The Wisdom of Football

The Wisdom of Football

I used to play a lot of football when I was a teenager. I started playing rather late compared to some of my friends but I think I picked up the game better than many of them because I bothered to learn the right techniques from the beginning. It might sound strange but I actually picked up football from books!

I read a book on the elements of soccer by the legendary Pele and one by former Manchester United star George Best. Through these books I learned how to kick the ball correctly, something which I realised many of my peers did not bother to learn. As a result I became a better footballer than many of them.

I used to play a lot as a left-winger or striker; if I am still playing today, my heroes, I think would be Chelsea's Damien Duff and Liverpool's Harry Kewell. I was a very left-footed player; I enjoyed beating defenders on the flank and crossing the ball, often scoring regularly too.

To score goals consistently, a striker must have the uncanny ability to be at the right place at the right time. How does one achieve that? I realised, a great deal of that has to do with your ability to anticipate how the ball is going to be played by your team-mates and where it is most likely to fall. A striker must also time his runs perfectly so that he is not caught offside. A lot of information have to be computed in an instant: the flight of the ball, the position of your team-mates, the distance of the nearest defender.

In other words, a good striker knows how to "feel" the game, and choose the best position and adjust the timing of his runs precisely so that he is always at the right place at the right time. Everything must happen instinctively as there is no time to think or calculate. At every instance, there is a perfect move.

A man of wisdom is like a good striker. He must be able to "feel" the situation that he finds himself in and be able to choose the best course of action. Wisdom is instinctive intelligence and it is honed through years of experience. One of the things I realised from all the spiritual books that I've read is that wisdom is inherent within us: If we know how to clear our minds of doubts, fears or other other unwholesome intentions, we will naturally know what's right.

The purpose of meditation and prayer is to anchor ourselves back to our inner core and let our natural divine wisdom shine through. A striker suffers from lack of form when he is wrecked by self-doubt or when he is over-anxious to score. In that state of mind, he cannot feel the game and be at the right place at the right time. He must relax, and immerse himself into the flow of the game.

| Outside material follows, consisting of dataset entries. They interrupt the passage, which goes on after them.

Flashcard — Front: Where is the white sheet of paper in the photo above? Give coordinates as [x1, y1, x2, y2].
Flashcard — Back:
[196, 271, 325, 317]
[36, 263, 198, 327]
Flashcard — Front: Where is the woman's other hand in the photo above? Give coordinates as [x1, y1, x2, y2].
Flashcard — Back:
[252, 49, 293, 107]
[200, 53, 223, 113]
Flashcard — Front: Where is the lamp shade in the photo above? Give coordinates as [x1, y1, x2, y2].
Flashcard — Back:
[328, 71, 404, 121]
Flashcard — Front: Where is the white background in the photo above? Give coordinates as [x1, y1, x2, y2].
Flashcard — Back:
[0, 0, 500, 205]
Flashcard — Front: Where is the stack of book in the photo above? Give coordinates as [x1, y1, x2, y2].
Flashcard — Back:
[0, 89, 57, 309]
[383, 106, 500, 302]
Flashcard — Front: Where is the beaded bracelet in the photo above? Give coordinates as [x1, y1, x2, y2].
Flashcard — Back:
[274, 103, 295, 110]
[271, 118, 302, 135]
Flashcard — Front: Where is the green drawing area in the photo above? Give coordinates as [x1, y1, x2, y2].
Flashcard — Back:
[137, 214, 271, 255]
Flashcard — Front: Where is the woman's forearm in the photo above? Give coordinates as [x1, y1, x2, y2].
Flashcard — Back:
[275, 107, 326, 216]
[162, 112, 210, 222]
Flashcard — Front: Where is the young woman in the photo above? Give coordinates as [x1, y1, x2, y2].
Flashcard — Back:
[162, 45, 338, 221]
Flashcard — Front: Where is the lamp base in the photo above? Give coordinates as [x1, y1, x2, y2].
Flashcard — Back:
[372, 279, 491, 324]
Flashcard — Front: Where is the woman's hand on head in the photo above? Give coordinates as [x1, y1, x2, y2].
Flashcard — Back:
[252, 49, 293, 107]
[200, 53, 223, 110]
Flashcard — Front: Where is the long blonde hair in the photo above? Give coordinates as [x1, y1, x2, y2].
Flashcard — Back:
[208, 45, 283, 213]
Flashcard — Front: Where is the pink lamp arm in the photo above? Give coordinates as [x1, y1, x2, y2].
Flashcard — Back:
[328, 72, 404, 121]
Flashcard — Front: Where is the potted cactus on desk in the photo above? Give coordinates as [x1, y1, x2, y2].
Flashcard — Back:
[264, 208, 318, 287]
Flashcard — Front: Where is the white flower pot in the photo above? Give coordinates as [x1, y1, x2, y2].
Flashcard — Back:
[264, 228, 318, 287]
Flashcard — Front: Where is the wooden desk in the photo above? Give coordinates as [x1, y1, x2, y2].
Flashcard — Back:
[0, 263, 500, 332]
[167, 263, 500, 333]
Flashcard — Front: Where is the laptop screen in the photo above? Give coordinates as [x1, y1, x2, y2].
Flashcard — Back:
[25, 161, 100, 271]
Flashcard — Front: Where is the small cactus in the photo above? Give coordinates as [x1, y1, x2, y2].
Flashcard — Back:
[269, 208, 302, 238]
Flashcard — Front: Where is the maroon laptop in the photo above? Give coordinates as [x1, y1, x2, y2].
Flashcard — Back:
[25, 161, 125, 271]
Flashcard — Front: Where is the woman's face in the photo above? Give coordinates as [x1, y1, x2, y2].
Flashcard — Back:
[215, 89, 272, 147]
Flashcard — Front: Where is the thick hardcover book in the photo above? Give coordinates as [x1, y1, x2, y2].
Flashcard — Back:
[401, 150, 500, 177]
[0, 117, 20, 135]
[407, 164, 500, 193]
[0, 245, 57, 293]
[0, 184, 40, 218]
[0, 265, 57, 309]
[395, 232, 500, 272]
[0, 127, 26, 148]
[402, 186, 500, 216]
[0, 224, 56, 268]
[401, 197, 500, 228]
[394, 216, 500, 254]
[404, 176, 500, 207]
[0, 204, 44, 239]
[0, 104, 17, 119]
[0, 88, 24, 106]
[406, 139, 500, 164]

Like a good striker, we must know how to extract ourselves from the turmoil that seizes our mind sometimes when we are embroiled in our everyday interactions with the world. Sometimes life's situations are so complex that there is no way we can "figure out" a right course of action. The person who is anchored to his divine self would instinctively know what is the best thing to do. We make mistakes because we are driven by lust, greed or fear--in other words, when we are not playing our natural game.

At any point in the game of life, there's one right move or position that will maximize our scoring chances. We must tap into that inner wisdom of ours to find out what is that best move. Trace the motive of your actions. If what you do is deeply sincere and is guided by conscience, then you are playing your so-called natural game. Do not worry, goal-scoring chances will inevitably come.